Brazil Loses Reference Creative Center
Opened in 2019, the The Box studio was established in São Paulo to explore mobility solutions and design trends aimed at the Latin American market.
The space functioned as an innovation laboratory but will be closed as part of the global restructuring process.
In the U.S., the closure of the San Diego studio marks the end of a strategic unit for North American design. Responsibility will be transferred to Studio Six in Los Angeles, which will also manage the luxury Infiniti line.
Global Reorganization and Focus on China
After the cuts, Nissan will reorganize its main design hubs. The Atsugi center in Japan will take on global leadership.
In London, Nissan Design Europe will continue to be responsible for projects aimed at Africa, the Middle East, India, Europe, and Oceania. Shanghai will remain dedicated exclusively to the Chinese market, considered the most competitive.
Additionally, the Creative Box in Tokyo will remain active with a focus on experimental and lifestyle projects. This redistribution demonstrates the company’s bet on China as a model of efficiency to tackle its challenges.
Plan Re:Nissan: Cuts and Efficiency to Save the Brand
These changes are part of the revitalization plan Re:Nissan, launched by CEO Ivan Espinosa. The goal is to save ¥250 billion (about US$ 1.7 billion) by 2028.
The package includes staff cuts, factory closures, and engineering simplification, which will reduce from 13 to 7 global platforms.
As a result, the development cycle for new models is expected to drop from 52 to 37 months, while updates will decrease from 48 to 30 months.
Nissan Bets on the Future but Faces Risks
The decisions represent a clear attempt to reposition Nissan in an increasingly competitive market.

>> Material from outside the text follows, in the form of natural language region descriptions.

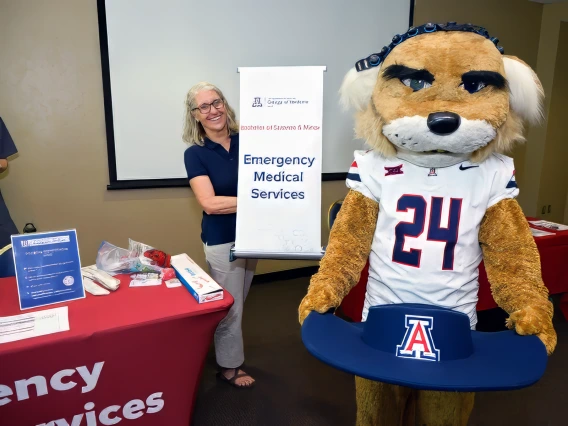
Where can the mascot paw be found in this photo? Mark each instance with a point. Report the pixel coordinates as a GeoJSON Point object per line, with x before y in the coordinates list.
{"type": "Point", "coordinates": [321, 301]}
{"type": "Point", "coordinates": [534, 321]}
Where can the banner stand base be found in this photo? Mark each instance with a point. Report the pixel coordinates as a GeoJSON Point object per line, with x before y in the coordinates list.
{"type": "Point", "coordinates": [252, 254]}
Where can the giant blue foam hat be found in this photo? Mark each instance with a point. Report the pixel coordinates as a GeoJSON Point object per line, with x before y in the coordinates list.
{"type": "Point", "coordinates": [425, 347]}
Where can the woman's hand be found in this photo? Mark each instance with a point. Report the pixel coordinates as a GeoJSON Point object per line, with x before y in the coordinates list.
{"type": "Point", "coordinates": [210, 203]}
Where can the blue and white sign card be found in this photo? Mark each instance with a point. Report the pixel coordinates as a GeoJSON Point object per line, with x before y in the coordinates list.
{"type": "Point", "coordinates": [48, 268]}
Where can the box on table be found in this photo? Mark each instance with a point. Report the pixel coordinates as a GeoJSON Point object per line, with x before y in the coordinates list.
{"type": "Point", "coordinates": [199, 284]}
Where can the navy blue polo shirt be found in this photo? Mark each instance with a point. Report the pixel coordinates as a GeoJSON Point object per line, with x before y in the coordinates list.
{"type": "Point", "coordinates": [222, 167]}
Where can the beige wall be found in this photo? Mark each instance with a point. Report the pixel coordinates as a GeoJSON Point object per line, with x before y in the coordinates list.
{"type": "Point", "coordinates": [554, 178]}
{"type": "Point", "coordinates": [516, 23]}
{"type": "Point", "coordinates": [51, 99]}
{"type": "Point", "coordinates": [553, 15]}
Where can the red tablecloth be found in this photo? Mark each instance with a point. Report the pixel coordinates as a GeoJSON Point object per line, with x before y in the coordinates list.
{"type": "Point", "coordinates": [553, 251]}
{"type": "Point", "coordinates": [151, 343]}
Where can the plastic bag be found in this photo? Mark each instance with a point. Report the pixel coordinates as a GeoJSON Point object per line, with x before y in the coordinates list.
{"type": "Point", "coordinates": [138, 257]}
{"type": "Point", "coordinates": [111, 258]}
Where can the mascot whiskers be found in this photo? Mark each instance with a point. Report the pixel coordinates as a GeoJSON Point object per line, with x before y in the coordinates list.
{"type": "Point", "coordinates": [440, 108]}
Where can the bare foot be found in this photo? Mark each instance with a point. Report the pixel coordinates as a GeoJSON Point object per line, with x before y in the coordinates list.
{"type": "Point", "coordinates": [238, 378]}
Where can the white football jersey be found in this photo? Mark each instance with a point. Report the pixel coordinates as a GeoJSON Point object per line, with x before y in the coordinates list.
{"type": "Point", "coordinates": [426, 248]}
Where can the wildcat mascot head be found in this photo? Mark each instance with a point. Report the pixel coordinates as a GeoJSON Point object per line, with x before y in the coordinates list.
{"type": "Point", "coordinates": [441, 94]}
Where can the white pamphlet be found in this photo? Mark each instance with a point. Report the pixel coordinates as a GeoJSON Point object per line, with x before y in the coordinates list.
{"type": "Point", "coordinates": [33, 324]}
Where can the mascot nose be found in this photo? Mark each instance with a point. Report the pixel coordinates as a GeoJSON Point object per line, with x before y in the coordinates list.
{"type": "Point", "coordinates": [443, 123]}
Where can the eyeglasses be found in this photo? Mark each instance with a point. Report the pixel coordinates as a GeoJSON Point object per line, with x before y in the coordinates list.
{"type": "Point", "coordinates": [205, 108]}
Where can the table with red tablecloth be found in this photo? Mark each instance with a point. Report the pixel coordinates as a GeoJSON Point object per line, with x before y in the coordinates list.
{"type": "Point", "coordinates": [553, 251]}
{"type": "Point", "coordinates": [146, 347]}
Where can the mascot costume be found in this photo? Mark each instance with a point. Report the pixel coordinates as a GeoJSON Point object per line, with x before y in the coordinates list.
{"type": "Point", "coordinates": [433, 196]}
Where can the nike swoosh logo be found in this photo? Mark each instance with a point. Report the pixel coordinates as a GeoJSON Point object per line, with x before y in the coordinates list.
{"type": "Point", "coordinates": [465, 168]}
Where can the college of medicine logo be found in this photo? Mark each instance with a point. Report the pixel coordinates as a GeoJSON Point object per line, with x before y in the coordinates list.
{"type": "Point", "coordinates": [418, 342]}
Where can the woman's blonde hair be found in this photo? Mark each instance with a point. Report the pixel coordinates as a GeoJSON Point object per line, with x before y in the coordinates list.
{"type": "Point", "coordinates": [193, 131]}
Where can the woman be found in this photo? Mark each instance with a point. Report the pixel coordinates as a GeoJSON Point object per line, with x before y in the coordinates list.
{"type": "Point", "coordinates": [212, 169]}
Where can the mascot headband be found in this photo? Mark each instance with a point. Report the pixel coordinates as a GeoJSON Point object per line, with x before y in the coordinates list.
{"type": "Point", "coordinates": [376, 58]}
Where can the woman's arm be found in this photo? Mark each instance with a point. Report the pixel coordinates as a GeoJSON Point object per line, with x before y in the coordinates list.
{"type": "Point", "coordinates": [211, 204]}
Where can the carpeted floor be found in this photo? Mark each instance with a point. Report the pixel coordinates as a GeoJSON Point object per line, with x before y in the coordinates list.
{"type": "Point", "coordinates": [295, 389]}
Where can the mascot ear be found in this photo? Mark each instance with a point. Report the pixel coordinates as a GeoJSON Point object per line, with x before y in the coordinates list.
{"type": "Point", "coordinates": [526, 92]}
{"type": "Point", "coordinates": [357, 88]}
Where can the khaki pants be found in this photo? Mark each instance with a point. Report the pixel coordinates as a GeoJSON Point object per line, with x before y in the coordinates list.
{"type": "Point", "coordinates": [235, 277]}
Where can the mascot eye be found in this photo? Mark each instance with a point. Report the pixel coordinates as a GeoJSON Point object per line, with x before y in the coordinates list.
{"type": "Point", "coordinates": [473, 86]}
{"type": "Point", "coordinates": [416, 84]}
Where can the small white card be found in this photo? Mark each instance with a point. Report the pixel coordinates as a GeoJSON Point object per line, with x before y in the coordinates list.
{"type": "Point", "coordinates": [33, 324]}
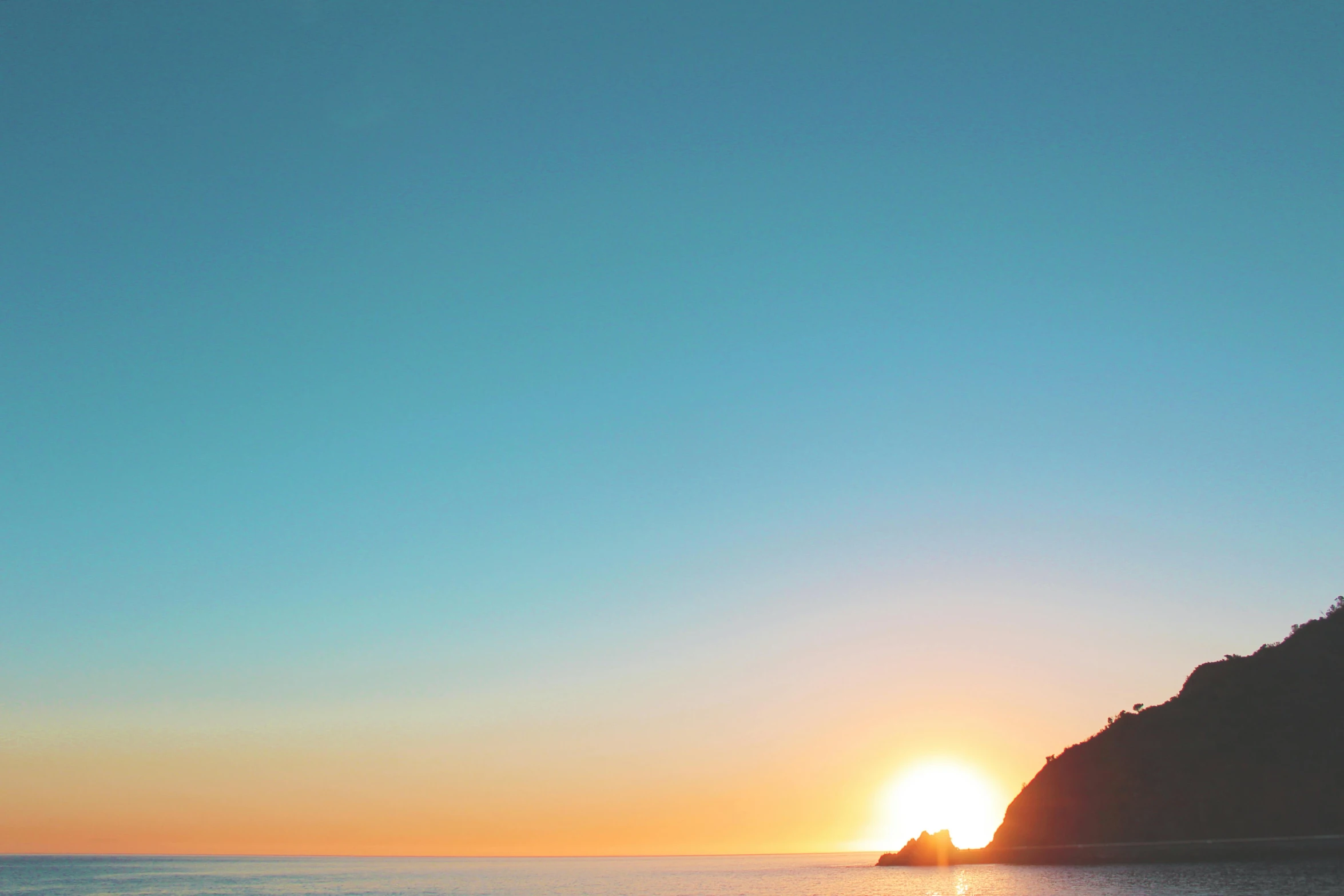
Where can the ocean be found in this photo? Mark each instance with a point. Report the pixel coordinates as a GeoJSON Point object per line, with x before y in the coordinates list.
{"type": "Point", "coordinates": [809, 875]}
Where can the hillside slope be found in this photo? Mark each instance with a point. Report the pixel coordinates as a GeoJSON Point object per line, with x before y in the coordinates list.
{"type": "Point", "coordinates": [1250, 747]}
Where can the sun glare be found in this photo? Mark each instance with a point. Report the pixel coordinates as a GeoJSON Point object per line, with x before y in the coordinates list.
{"type": "Point", "coordinates": [935, 795]}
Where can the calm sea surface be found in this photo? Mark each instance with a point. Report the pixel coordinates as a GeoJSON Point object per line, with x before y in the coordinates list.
{"type": "Point", "coordinates": [830, 875]}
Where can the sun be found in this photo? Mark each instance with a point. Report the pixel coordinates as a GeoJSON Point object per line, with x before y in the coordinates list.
{"type": "Point", "coordinates": [933, 795]}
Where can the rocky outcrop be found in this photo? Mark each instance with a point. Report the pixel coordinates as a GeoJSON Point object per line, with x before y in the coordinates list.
{"type": "Point", "coordinates": [1247, 760]}
{"type": "Point", "coordinates": [927, 849]}
{"type": "Point", "coordinates": [1250, 747]}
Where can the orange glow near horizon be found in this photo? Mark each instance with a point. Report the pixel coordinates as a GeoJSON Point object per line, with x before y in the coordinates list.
{"type": "Point", "coordinates": [937, 794]}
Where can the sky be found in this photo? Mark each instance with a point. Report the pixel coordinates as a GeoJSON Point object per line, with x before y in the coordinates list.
{"type": "Point", "coordinates": [624, 429]}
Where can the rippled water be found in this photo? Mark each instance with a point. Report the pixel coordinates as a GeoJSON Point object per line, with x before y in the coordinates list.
{"type": "Point", "coordinates": [828, 875]}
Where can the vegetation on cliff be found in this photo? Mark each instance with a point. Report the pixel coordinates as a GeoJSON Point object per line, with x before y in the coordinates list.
{"type": "Point", "coordinates": [1250, 747]}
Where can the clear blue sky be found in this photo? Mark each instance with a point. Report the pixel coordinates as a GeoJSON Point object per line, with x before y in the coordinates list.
{"type": "Point", "coordinates": [352, 352]}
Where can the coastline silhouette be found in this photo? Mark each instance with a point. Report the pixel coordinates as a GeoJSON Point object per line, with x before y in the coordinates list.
{"type": "Point", "coordinates": [1246, 760]}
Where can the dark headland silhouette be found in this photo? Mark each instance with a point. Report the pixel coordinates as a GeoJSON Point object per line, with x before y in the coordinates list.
{"type": "Point", "coordinates": [1247, 760]}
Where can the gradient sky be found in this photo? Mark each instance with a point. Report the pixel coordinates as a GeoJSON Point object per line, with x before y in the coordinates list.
{"type": "Point", "coordinates": [642, 428]}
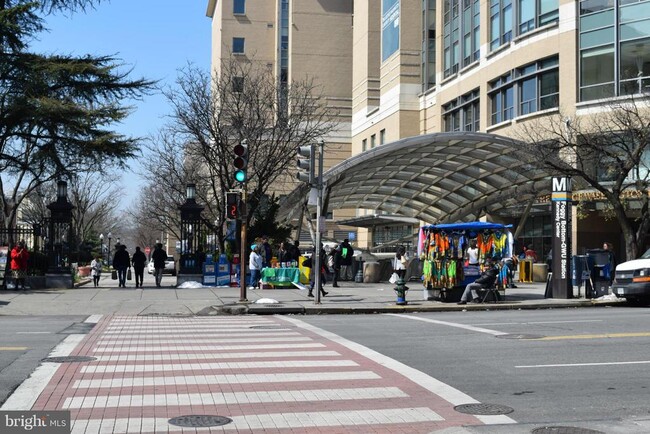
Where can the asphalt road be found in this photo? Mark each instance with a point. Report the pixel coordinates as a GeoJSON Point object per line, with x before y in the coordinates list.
{"type": "Point", "coordinates": [24, 341]}
{"type": "Point", "coordinates": [587, 367]}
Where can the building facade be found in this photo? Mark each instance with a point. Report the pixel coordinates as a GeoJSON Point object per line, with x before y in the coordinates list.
{"type": "Point", "coordinates": [423, 66]}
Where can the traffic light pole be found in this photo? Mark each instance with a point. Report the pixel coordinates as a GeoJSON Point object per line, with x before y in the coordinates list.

Moreover, the strategy seeks global efficiency; however, it also raises questions about the loss of regional identity, especially after the closure of creative centers in Brazil and the U.S.
Nevertheless, as Albaisa stated, “things will get worse before they get better.” The brand hopes that cost reductions and inspiration from the Chinese model will be enough to regain its global strength.
On the other hand, the big question is whether such cuts will truly yield the expected results or, in the process, further deepen the challenges faced by the company.